This Razzleberry Pie is one of the best fruit pie recipes you'll ever make. The combination of raspberries and blackberries, with a hint of ginger nestled in buttery pastry, is heavenly.
Line a 9-inch pie pan with 1 rolled-out crust and trim edges, leaving a ¼-inch overhang. Freeze until ready to fill, or at least 20 minutes.
Gently toss together berries, tapioca, zest and juice, ginger and sugar. Pour mixture into chilled crust and dot filling with butter.

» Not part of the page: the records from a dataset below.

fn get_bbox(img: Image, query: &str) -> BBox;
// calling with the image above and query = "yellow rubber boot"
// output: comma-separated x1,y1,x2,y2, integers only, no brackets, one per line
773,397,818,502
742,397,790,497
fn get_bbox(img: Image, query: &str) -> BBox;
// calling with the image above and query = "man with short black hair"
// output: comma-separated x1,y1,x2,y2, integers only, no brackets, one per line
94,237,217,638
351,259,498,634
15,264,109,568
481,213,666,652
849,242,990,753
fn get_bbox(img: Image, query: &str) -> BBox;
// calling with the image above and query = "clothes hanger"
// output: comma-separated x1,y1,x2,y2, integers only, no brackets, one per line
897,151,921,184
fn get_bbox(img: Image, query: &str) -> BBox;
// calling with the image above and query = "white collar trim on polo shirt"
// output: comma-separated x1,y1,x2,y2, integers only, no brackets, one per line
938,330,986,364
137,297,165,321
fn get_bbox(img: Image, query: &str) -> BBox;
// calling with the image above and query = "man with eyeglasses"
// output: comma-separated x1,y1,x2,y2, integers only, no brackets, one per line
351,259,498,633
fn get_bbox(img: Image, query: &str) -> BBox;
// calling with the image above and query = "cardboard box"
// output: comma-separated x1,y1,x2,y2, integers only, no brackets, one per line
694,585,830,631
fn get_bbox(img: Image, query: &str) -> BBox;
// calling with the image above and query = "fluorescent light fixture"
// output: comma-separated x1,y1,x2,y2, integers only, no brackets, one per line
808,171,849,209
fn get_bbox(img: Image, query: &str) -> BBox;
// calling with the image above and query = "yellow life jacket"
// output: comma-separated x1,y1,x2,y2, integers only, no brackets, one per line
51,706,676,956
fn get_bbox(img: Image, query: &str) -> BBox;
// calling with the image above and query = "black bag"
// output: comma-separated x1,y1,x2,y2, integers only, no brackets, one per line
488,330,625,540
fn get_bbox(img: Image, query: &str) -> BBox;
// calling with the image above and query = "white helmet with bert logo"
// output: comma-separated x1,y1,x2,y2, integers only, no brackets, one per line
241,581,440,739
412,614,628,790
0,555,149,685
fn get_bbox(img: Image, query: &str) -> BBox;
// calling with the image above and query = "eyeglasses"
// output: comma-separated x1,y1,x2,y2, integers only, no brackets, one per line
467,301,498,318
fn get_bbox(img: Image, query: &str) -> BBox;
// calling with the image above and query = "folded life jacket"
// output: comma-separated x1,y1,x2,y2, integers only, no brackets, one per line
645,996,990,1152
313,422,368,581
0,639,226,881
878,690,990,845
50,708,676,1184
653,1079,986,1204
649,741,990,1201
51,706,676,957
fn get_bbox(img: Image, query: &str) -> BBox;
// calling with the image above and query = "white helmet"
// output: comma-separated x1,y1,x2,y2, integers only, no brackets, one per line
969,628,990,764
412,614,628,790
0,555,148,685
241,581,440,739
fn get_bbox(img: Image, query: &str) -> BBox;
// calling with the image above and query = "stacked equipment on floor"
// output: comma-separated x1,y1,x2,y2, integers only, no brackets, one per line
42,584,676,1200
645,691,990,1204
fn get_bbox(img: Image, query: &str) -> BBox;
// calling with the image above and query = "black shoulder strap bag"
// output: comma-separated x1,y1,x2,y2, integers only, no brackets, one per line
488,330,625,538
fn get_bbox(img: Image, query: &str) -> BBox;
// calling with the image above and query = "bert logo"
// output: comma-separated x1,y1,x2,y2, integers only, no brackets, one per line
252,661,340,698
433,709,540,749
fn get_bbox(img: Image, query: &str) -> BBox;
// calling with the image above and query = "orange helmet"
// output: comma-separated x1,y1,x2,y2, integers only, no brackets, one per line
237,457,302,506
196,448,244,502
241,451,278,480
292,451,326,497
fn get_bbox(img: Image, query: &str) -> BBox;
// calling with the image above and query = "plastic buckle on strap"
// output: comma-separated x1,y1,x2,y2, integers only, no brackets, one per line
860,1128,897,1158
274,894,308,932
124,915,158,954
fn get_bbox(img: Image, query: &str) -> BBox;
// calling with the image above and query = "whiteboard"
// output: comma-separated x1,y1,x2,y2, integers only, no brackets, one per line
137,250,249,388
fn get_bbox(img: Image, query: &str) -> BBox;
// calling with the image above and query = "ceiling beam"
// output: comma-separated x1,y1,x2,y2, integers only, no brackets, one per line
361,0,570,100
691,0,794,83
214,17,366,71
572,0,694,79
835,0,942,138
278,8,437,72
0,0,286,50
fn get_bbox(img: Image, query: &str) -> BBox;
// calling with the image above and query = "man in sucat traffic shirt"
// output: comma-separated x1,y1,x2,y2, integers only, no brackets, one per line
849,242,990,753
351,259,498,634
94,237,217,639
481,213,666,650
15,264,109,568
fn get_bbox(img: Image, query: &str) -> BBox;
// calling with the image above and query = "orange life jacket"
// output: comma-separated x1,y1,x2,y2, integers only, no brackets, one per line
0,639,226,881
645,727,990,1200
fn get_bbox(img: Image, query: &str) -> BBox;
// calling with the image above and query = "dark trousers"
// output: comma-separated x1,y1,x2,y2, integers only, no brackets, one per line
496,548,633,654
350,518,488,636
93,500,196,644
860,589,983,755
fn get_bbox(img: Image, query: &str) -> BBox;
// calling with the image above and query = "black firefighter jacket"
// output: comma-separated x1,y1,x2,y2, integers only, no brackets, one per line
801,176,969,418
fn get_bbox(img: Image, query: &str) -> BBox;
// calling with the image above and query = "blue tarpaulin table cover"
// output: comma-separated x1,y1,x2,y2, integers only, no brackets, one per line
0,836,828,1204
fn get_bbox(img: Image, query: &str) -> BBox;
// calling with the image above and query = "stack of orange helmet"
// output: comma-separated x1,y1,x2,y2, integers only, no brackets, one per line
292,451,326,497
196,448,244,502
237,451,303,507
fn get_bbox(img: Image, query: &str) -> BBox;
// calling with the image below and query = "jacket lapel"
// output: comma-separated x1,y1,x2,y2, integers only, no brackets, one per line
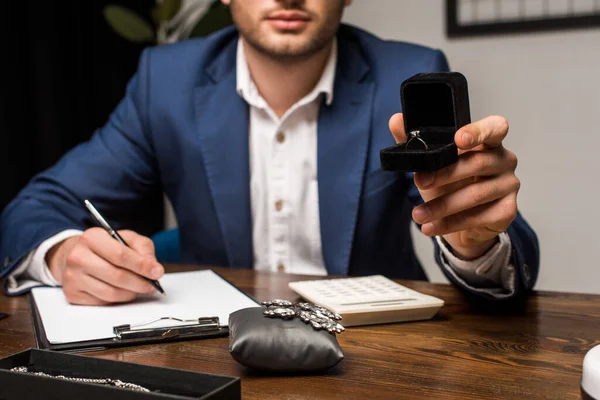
317,36,375,275
194,40,253,268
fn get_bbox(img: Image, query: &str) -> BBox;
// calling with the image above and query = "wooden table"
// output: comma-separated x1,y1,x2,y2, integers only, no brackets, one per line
0,266,600,400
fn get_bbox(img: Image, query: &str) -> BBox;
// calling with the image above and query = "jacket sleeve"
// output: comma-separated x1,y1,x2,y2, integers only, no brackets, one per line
0,50,161,278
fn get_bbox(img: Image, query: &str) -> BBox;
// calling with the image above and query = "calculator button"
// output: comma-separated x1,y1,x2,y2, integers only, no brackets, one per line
275,200,283,211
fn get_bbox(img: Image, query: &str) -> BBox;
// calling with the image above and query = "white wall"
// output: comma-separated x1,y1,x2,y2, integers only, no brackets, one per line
344,0,600,293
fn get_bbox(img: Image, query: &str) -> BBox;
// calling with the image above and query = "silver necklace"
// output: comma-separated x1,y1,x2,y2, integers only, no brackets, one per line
261,299,345,335
11,367,150,392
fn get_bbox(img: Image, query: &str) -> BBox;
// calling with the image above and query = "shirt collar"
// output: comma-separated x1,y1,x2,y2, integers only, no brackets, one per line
236,37,338,107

Roll remaining crust to a 12-inch circle. Cut 1-inch-wide strips and weave over berries to create lattice top. Brush rim of bottom crust with egg wash to adhere lattice. Decorate edges as desired and fold bottom crust edge up and over lattice edges and crimp. Brush crust with extra egg wash and sprinkle with crystal sugar.
Freeze until crust is cold, about 20 minutes.
Heat oven to 425°F.
Bake pie on a foil-lined baking sheet for 20 minutes.
Reduce heat to 350°F and bake until crust is golden and juices bubble, 60 to 65 minutes more. (If pie browns too quickly, tent with foil.)
Cool completely before serving.
Notes
If you use frozen berries, increase the tapioca by 1 tablespoon because the frozen berries will let off more juice.